Now, this opens up to a whole realm of dangers and inconveniences, such as counterfeiting, cheating, or copying. This money is essentially a piece of software, and adequate safety measures must be put in place.

Say hello to Bitcoin’s main component, a place called “the blockchain”— a publicly accessible ledger, similar to an old-fashioned ledger book, where every Bitcoin transaction is permanently and irreversibly recorded.
You heard that right: anytime you send Bitcoin to your friend, it will be forever imprinted into the system, on the blockchain, where anyone is able to “look around”, if you will.

That’s basically what that is: a very long list of transactions dating back from 2009 and updated with new transactions every 10 minutes.
The blockchain is like the sun in our solar system, and everything, in the Bitcoin ecosystem, revolves around it.

Another serious issue that may arise now is: how do I know that these transactions are genuine?
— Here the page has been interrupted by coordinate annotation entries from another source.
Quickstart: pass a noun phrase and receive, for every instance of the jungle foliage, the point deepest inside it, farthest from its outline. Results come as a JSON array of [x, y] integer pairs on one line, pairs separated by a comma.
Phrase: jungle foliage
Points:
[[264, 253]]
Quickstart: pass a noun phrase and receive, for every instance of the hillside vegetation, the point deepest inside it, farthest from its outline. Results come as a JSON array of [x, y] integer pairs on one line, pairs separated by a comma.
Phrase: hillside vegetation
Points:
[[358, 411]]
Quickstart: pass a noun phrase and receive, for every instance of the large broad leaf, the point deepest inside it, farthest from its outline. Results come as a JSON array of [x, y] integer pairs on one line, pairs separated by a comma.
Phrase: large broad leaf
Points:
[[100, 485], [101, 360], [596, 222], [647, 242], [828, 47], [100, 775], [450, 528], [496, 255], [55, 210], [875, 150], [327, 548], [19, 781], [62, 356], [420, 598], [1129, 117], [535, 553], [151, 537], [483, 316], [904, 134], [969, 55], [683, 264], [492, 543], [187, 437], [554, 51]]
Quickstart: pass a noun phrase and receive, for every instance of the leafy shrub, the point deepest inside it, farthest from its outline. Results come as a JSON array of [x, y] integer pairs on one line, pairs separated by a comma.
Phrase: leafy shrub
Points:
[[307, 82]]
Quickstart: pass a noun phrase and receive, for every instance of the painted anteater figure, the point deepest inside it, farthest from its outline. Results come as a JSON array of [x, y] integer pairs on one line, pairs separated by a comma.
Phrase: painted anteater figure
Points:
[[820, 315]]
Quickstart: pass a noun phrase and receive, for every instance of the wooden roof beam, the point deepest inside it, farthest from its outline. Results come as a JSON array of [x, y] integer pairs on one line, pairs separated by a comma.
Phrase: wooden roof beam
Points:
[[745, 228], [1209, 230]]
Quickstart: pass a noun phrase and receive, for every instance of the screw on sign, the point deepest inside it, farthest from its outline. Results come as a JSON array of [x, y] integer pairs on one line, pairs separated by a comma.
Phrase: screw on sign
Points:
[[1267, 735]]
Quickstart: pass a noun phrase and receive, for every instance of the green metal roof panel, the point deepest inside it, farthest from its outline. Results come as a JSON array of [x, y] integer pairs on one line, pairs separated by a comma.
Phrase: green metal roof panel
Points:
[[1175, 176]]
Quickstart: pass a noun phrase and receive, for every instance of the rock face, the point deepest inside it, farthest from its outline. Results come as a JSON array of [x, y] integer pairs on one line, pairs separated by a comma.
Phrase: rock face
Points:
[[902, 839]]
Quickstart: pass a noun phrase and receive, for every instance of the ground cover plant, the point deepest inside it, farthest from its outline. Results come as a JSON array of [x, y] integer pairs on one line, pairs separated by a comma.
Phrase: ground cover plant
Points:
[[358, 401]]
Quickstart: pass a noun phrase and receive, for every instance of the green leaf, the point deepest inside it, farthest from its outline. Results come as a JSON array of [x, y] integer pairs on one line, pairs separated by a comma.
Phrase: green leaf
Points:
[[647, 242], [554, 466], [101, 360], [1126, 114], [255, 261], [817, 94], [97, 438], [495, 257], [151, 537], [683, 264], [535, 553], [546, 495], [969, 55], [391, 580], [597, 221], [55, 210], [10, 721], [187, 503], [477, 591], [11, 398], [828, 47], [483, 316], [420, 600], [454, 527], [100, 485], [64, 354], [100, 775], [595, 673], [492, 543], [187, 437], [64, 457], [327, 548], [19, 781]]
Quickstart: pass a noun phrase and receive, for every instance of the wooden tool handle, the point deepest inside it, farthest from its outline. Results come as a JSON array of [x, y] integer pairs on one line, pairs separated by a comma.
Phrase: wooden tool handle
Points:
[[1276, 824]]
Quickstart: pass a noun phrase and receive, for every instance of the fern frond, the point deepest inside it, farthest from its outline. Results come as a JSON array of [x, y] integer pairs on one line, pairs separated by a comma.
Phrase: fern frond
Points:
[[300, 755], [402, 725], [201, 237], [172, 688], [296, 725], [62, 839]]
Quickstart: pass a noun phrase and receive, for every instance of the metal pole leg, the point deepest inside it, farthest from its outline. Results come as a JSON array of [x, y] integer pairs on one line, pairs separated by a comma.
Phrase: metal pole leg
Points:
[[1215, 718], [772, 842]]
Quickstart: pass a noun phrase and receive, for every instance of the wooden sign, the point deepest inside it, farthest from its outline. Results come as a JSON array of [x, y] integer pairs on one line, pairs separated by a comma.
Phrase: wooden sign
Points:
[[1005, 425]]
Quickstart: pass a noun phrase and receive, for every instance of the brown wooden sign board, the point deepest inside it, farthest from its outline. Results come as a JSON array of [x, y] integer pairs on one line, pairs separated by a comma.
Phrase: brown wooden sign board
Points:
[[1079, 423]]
Have they been faked? Who tells me that my Bitcoin is real and not a cheap imitation, just like fake notes?
Excellent question!

Bitcoin, as a whole, rewards hard work, transparency and, on the other hand, is incredibly strong and resilient — almost bulletproof — when it comes to fraud, manipulation, and corruption.
Keeping the system free from those nasty shenanigans is hard work.

Maintaining” the blockchain and preserving its pristine attributes is only accessible to those who, via tremendous energy consumption in the form of computer power, are willing to partake in the process.
They are the miners: individuals that, through a complex process of advanced problem-solving, are in charge of publishing Bitcoin transactions on the blockchain. Every time they do that, the system rewards them with some newly minted Bitcoin.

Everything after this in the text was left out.